Financial stability and data privacy could be under threat from digital currencies issued by big technology firms such as Facebook’s Libra, the European Central Bank has warned.
Private firms issuing stablecoins — a form of digital cash tied to fiat currencies such as the dollar — are not protected by bank safeguards and are vulnerable to runs if users, “who bear all the risks”, expect prices to fall, ECB board member Fabio Panetta said in a speech on 4 November.
This means new currencies such as Libra “can pose serious risks” to the EU’s market structure and financial stability as well as its technological independence from big firms, he added.
Big tech companies are large enough that they could encourage lots of people around the world to use their stablecoin for daily transactions, Panetta said. That could amplify existing concerns that the tech giants have made it too hard for smaller players to compete with them.
If tech firms were able to control whether smaller third-party firms can gain access to a major currency, Panetta warned consumers would have less choice, while companies such as Facebook would only tighten their grip on personal data.
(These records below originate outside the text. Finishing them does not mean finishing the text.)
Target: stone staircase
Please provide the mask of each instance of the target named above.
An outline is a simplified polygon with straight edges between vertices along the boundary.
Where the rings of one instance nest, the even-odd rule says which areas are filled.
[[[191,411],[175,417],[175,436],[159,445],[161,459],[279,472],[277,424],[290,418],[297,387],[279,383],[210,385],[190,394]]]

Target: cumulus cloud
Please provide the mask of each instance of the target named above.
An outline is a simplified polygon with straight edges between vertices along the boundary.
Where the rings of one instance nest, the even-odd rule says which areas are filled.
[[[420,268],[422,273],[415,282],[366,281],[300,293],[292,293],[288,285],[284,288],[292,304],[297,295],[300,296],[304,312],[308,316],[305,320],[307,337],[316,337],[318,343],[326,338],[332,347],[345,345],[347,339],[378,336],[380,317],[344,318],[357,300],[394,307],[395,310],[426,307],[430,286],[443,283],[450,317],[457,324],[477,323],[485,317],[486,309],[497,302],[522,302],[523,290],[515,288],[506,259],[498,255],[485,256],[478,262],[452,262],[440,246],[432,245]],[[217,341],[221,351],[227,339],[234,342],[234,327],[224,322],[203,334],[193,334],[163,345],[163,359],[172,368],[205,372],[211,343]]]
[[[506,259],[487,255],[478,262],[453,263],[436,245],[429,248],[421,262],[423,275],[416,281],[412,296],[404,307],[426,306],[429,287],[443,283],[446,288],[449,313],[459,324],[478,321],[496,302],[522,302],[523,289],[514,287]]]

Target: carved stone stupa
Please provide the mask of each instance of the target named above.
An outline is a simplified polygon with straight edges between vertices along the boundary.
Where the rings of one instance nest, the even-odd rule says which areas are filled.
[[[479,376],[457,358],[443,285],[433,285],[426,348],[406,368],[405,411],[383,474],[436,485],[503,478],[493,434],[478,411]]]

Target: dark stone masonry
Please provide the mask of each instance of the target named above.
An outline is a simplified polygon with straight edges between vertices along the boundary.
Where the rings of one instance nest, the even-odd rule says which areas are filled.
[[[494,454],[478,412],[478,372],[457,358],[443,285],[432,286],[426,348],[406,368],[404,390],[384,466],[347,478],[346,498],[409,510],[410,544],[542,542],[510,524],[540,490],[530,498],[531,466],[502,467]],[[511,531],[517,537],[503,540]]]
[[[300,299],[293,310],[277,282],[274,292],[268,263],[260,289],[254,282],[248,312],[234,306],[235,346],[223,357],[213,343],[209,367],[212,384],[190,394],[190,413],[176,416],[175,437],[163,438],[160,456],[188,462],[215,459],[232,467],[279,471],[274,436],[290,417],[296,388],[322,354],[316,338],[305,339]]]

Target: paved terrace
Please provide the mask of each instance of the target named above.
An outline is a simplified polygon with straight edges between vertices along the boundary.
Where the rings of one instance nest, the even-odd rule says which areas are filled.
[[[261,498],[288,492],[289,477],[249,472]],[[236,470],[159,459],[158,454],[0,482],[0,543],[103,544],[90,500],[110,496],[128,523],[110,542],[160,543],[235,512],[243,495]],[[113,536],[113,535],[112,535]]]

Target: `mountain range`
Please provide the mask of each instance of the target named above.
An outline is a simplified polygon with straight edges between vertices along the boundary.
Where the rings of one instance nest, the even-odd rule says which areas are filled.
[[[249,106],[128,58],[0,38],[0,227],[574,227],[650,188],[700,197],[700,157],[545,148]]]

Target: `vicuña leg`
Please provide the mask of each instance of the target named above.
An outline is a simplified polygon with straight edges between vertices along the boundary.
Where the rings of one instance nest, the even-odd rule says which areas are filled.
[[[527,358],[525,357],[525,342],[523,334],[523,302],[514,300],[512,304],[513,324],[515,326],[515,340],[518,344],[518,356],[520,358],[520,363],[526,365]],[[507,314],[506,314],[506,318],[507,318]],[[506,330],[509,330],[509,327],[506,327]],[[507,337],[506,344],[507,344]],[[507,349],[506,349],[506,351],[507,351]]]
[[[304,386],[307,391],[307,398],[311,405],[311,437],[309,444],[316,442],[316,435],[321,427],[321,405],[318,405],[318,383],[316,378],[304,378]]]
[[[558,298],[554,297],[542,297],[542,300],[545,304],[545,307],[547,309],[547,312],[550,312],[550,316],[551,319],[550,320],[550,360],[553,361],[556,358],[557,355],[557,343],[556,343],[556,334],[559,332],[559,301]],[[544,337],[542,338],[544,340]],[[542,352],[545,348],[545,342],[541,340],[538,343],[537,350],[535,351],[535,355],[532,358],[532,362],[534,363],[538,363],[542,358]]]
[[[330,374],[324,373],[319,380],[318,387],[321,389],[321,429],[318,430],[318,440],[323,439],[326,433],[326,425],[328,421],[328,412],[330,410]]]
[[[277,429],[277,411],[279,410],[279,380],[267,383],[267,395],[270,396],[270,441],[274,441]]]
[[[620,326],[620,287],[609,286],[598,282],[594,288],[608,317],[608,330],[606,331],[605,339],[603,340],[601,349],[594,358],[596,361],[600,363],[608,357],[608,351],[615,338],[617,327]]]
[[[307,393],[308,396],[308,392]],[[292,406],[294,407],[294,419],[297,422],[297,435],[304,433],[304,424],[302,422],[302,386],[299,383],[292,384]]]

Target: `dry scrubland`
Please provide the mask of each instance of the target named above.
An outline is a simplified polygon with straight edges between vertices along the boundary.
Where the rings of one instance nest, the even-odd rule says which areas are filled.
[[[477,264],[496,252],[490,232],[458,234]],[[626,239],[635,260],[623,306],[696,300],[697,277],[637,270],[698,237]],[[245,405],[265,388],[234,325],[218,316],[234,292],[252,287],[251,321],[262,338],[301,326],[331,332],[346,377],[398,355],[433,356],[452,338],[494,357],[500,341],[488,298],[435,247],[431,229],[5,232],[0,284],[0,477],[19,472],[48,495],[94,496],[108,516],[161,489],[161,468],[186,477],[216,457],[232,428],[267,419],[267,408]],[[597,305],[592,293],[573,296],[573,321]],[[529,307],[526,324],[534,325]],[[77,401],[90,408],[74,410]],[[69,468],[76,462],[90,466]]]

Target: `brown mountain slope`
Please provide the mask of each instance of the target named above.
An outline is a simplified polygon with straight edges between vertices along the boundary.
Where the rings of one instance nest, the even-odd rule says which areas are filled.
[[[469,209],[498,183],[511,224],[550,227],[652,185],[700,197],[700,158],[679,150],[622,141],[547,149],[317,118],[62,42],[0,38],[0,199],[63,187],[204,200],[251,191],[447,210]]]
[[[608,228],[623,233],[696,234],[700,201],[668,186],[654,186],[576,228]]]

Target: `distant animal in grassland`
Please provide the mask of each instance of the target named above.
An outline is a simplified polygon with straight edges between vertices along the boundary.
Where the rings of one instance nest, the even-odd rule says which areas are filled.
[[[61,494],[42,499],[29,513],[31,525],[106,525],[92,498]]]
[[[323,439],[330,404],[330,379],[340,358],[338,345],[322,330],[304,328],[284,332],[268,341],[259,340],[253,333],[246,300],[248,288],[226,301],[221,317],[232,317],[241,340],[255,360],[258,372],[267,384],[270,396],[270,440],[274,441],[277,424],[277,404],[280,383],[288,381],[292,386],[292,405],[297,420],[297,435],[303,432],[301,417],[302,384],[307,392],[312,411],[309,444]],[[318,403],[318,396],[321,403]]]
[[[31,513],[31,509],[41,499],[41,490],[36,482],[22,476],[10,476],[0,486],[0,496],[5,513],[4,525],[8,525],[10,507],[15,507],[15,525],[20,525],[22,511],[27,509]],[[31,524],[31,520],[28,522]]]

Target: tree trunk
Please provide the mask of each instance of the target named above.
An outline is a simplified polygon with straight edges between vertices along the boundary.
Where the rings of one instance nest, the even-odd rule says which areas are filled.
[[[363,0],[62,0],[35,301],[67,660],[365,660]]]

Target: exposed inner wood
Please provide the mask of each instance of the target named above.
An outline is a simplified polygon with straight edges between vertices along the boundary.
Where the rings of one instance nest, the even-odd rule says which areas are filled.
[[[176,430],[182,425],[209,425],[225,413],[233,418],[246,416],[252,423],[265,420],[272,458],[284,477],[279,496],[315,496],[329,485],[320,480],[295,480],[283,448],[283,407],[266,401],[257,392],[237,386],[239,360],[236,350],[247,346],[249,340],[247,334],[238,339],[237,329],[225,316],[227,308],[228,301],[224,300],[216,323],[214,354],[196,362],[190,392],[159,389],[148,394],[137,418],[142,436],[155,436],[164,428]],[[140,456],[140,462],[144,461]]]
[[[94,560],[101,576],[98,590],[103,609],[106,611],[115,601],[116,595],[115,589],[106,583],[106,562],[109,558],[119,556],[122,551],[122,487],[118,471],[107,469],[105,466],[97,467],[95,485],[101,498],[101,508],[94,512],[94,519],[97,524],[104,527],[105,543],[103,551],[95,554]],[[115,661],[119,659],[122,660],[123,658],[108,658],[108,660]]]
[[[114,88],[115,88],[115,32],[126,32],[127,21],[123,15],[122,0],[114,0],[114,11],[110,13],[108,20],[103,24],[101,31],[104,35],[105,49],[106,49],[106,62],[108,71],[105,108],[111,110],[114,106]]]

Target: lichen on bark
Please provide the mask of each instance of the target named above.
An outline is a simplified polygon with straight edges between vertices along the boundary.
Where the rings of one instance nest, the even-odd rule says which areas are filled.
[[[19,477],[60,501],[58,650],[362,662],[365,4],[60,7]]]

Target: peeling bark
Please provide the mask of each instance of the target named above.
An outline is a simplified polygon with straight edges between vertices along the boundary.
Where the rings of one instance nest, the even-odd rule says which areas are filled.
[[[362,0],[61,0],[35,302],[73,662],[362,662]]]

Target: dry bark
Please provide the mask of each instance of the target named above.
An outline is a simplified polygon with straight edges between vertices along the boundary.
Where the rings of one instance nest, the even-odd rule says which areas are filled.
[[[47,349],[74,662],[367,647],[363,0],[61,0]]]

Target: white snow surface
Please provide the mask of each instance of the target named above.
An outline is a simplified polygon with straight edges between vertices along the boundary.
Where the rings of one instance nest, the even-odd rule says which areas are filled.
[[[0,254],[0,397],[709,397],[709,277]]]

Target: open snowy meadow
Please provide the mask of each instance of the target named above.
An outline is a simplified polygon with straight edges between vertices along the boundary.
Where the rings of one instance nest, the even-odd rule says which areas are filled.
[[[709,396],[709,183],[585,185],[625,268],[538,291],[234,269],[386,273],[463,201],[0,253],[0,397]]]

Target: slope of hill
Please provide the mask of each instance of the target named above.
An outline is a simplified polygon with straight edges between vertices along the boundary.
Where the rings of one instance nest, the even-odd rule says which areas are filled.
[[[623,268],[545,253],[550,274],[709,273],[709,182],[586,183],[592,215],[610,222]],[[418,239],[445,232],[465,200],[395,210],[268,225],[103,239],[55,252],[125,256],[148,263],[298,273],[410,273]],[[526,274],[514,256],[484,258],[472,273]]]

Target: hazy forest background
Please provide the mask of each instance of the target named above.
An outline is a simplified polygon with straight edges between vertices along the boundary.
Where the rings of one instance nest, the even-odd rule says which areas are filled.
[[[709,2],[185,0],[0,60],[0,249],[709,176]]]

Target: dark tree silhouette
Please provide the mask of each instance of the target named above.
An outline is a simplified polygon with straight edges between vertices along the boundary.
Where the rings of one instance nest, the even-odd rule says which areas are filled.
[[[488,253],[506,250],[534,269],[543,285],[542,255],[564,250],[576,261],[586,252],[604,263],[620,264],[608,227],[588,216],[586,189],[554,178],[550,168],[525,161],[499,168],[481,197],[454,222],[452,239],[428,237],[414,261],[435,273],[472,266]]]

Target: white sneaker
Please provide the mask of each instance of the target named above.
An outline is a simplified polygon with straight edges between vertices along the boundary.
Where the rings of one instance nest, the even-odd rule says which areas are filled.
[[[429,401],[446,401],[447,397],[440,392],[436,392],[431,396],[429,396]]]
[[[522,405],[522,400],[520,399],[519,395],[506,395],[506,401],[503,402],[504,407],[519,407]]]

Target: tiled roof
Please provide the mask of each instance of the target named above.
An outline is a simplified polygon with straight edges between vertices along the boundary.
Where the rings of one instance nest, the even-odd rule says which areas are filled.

“Ultimately, entrusting foreign providers with the control of large pools of personal data could entail significant costs for both EU citizens and firms,” he said. “The issues at stake range from data security and compliance with EU data-protection law to cutting off the lifeblood of European financial innovation.
“This would not be acceptable,” said Panetta. “Citizens should not have to choose between the convenience of their favourite apps and devices and safety, of which central bank money remains the highest expression.”
The European Central Bank is currently working on the possible introduction of a digital euro, intended to be a central bank-controlled competitor to private stablecoins such as Libra. It started a public consultation on the project in October.